2
votes

I'm exploring the use of DynamoDB in the application I work on, which currently only has one database component -- a MySQL database running on RDS.

We pretty heavily use AWS and use a sharding scheme for our databases, but it can only get us so far without manual intervention. Playing around with Aurora I actually saw a significant drop in performance vs our MySQL database, so I'm evaluating DynamoDB to see it will work for us, as it can efficiently store JSON data, and also scale easily (just increase the reads or writes per second in the AWS console and let Amazon do the heavy lifting).

In several of our MySQL tables we have a primary key that is an autoincrement column, but we also have several indices on top of that to support query performance in other ways. The other indices are crucial as some of our tables have over 1 billion rows in them. In essence, we partition things among a client, an object_name, etc. So I might do something like this in MySQL:

Create Table: CREATE TABLE `record` (
  `id` bigint(20) unsigned NOT NULL AUTO_INCREMENT,
  `client_id` int(10) unsigned NOT NULL,
  `data_id_start` bigint(20) unsigned NOT NULL,
  `data_id_end` bigint(20) unsigned NOT NULL DEFAULT '8888888888888888',
  `object_name` varchar(255) NOT NULL,
  `uuid` varchar(255) NOT NULL,
  `deleted` tinyint(1) unsigned NOT NULL DEFAULT '0',
  ...
  PRIMARY KEY (`id`),
  ...
  KEY `client_id_object_name_data_id_data_id_end_deleted` (`client_id`,`object_name`,`data_id_start`,`data_id_end`,`deleted`),
  KEY `client_id_object_name_data_id_end_uuid_id` (`client_id`,`object_name`,`data_id_end`,`uuid_id`),
  ...
) ENGINE=InnoDB AUTO_INCREMENT=1 DEFAULT CHARSET=utf8;

I'm evaluating duplicating some of this data into DynamoDB to use as a cache, so we don't have to go out to S3 to retrieve stored data there under certain situations. Instead, I'll just store the JSON data directly in the cache. In DynamoDB, it looks like I could use a HASH or a HASH and RANGE attribute in a key. So for example, I could use the autoincrement column from our MySQL table as the HASH, but then all of the examples I see of RANGE keys, global/local secondary indices, etc. only specify ONE other attribute as the RANGE. I want to create an index for efficient lookup when 3 or more values are specified in the "where" clause.

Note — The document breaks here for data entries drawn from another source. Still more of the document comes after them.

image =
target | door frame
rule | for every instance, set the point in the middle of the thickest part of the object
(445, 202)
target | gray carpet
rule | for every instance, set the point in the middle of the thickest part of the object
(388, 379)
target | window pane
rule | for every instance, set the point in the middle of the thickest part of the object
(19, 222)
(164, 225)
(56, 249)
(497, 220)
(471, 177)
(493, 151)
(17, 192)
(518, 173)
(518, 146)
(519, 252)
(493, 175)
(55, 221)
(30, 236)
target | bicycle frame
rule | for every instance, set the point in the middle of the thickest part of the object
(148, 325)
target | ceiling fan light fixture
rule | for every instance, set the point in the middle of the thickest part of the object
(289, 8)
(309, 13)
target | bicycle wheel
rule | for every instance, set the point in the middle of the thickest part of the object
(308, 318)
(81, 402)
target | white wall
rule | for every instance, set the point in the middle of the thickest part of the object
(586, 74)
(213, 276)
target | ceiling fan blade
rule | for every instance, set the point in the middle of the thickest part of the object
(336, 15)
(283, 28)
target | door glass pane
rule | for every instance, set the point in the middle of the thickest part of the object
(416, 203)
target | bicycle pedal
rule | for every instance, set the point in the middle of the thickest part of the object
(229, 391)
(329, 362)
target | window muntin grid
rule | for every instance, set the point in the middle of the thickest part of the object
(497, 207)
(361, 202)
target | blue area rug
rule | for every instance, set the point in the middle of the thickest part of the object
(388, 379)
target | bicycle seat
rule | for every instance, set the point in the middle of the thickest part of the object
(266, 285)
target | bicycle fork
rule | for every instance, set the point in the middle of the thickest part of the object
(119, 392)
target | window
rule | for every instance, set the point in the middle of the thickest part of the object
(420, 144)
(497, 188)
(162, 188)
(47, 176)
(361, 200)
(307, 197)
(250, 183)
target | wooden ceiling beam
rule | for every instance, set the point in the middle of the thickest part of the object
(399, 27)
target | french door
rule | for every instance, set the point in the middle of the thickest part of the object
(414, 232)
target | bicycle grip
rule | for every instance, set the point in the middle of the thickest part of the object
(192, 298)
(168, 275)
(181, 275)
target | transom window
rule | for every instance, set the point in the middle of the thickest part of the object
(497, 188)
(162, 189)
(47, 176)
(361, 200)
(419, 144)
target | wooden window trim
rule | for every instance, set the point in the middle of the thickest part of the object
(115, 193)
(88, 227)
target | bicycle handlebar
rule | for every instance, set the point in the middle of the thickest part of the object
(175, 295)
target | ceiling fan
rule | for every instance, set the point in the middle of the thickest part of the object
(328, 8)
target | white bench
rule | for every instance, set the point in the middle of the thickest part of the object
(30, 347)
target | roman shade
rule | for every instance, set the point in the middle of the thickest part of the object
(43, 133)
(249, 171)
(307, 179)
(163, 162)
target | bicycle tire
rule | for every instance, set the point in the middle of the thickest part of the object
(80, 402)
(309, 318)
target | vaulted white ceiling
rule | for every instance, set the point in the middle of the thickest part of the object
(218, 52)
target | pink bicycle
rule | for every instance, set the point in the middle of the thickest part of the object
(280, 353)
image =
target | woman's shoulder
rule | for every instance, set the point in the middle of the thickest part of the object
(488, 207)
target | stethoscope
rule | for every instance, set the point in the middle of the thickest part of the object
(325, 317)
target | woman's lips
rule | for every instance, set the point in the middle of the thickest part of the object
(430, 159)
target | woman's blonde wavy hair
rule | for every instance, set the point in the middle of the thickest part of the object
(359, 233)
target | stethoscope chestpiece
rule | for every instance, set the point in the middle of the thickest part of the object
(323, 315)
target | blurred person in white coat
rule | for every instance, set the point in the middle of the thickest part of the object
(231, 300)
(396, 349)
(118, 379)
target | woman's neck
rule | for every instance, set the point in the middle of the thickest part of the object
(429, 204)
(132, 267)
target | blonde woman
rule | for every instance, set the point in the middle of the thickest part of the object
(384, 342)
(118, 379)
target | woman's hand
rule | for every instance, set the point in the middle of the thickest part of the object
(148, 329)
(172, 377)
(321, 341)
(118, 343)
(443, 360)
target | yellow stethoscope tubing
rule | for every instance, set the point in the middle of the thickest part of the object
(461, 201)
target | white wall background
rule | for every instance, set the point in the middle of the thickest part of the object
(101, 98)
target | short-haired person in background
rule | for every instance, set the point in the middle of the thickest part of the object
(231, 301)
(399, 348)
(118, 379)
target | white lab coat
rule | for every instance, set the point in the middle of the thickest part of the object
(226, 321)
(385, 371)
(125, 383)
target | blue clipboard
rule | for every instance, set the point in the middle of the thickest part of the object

For example, I would like to query this table using an expression like this:

var params = {
    TableName: "Cache",
    KeyConditionExpression: "clientId = :clientId and objectName = :objectName and uuid = :uuid",
    ExpressionAttributeValues: {
        ":clientId": 17,
        ":objectName": "Some name",
        ":uuid": "ABC123-KDJFK3244-CCB"
    }
};

Notice that my "where clause" in the KeyConditionExpression uses 3 values. It's possible that we might have 4 or 5 values there. So is there any way in DynamoDB to create composite keys that have more than 2 attributes (columns) in them?

If not, I suppose that I could concatenate the 3 columns into a string and use that as my primary key on each insert. Or at least concatenate clientId and objectName, then use uuid as a RANGE or something like that. Effectively I need to page through all values for a specific clientId/objectName combination, and then based on some of the attributes in each row either take its value directly from the cache, or consider it a miss and retrieve the value from S3 (which is considerably slower).

1

1 Answers

1
votes

DynamoDB allows consistent low-latency queries on essentially infinite amount of data for this. The model you suggested with concatenating the values seems to be a good approach.

One thing to note is that hash key attribute values are limited to 2048 bytes. If the values you are concatenating are not predictable lengths (you can't pad them nicely) or exceed this limit, it may be a better approach to hash the value of the item and search based on the hash of the item. Here is the relevant documentation on limits: https://docs.aws.amazon.com/amazondynamodb/latest/developerguide/Limits.html. DynamoDB items are also limited to 400KB total data.

For correctness, I would also use some unique identifier for a range key, this will allow collisions for hash values (even if it's rare) and the schema is scalable because there are a small number of items per hash key value.